Here is some of the material I used to prepare for the Amazon AWS Big Data Specialty Certification test
Lets Start With A Hadoop 2.0 Very High Level Diagram
Note: Spark, Tez and other Big Data products can and do use some Hadoop 2.0 components like YARN, HDFS2 and replace other components like MapReduce. Hadoop MapReduce these days has been replaced with more efficient components that minimize IO, and use Memory and CPU more efficiently with the same massively parallel distributed architecture concepts in general.
Most excellent five part Redshift blogs plus
Redshift cost containment and troubleshooting
Note – Redshift clusters cannot be “started and shutdown” they can only be “created and deleted”. They can be rebooted, for parameter group changes that require a restart and there is a “Modify Cluster and Resize Cluster” for network and size related changes – but no clean shutdown and start back up.
So, if you want to “shut” one down and keep the data, take a manual snapshot BEFORE you delete it. Then you’ll need to create a new cluster with the snapshot – recreating assigned roles etc to get it back.
Redshift Backups – Automated and Manual
Redshift by default automatically backs up your database cluster on creation, and once every 8 hours or every 5GB of new data whichever comes first and this backup is retained for 1 day.
What does retained for 1 day mean exactly? Well the good news is it means you will always have a backup of your database if you use automated backup. The bad news is you cannot go back further than your “retained days” if you restore with your automated backup further than the “retention window” which is by default one day.
One day of automated backups is free. If you extend the retention period past the default one day, you have to pay and for the incremental storage past 1 day…
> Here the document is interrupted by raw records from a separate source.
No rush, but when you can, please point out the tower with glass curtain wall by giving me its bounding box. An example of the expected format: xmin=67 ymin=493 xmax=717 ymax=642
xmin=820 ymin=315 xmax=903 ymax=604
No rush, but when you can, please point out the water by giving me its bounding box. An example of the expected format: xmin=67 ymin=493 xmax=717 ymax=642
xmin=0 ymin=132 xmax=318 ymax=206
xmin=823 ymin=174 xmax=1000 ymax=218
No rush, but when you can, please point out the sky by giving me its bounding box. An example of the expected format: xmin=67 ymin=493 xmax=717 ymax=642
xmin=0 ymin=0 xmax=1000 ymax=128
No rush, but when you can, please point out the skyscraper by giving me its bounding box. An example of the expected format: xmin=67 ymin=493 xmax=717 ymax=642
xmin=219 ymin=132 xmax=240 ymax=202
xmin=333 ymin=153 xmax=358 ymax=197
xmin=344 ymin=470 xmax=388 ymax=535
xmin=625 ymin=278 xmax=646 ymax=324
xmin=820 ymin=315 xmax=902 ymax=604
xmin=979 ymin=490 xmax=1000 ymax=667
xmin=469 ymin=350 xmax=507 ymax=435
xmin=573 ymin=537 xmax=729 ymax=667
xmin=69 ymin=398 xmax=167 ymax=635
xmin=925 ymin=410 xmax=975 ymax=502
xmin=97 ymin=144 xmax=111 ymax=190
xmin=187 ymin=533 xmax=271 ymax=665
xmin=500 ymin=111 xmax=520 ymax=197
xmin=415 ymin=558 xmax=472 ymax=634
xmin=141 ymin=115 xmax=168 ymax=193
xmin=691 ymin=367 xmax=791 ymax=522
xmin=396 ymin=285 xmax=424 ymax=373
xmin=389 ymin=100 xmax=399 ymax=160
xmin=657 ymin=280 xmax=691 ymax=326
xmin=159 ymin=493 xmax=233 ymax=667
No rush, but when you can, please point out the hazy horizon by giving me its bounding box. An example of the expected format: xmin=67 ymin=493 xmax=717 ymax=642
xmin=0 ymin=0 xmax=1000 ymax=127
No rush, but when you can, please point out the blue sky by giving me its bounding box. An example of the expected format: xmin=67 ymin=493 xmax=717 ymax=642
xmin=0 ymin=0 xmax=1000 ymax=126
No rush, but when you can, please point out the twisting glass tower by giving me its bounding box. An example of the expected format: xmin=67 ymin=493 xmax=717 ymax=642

And oh yes, these automated backups are incremental and only Amazon has access to the physical files, you don’t have to worry about how they are keeping all the “incrementals” around, it just happens – and it is a good thang ;-)…
When you restore a snapshot – whether it is an automated snapshot or a manual snapshot – you are creating a new cluster. You can do an individual table restore to an existing cluster.
You can create manual snapshots (yes you are charged for the storage of these) either from the console, or via a script and manual snapshots stay around until you manually delete them. Manual snapshots are not incremental.
Snapshot Manager to create snapshots using scheduled Lambda (I think) – In Redshift Utils Github HERE
This blog explains a similar approach pretty well.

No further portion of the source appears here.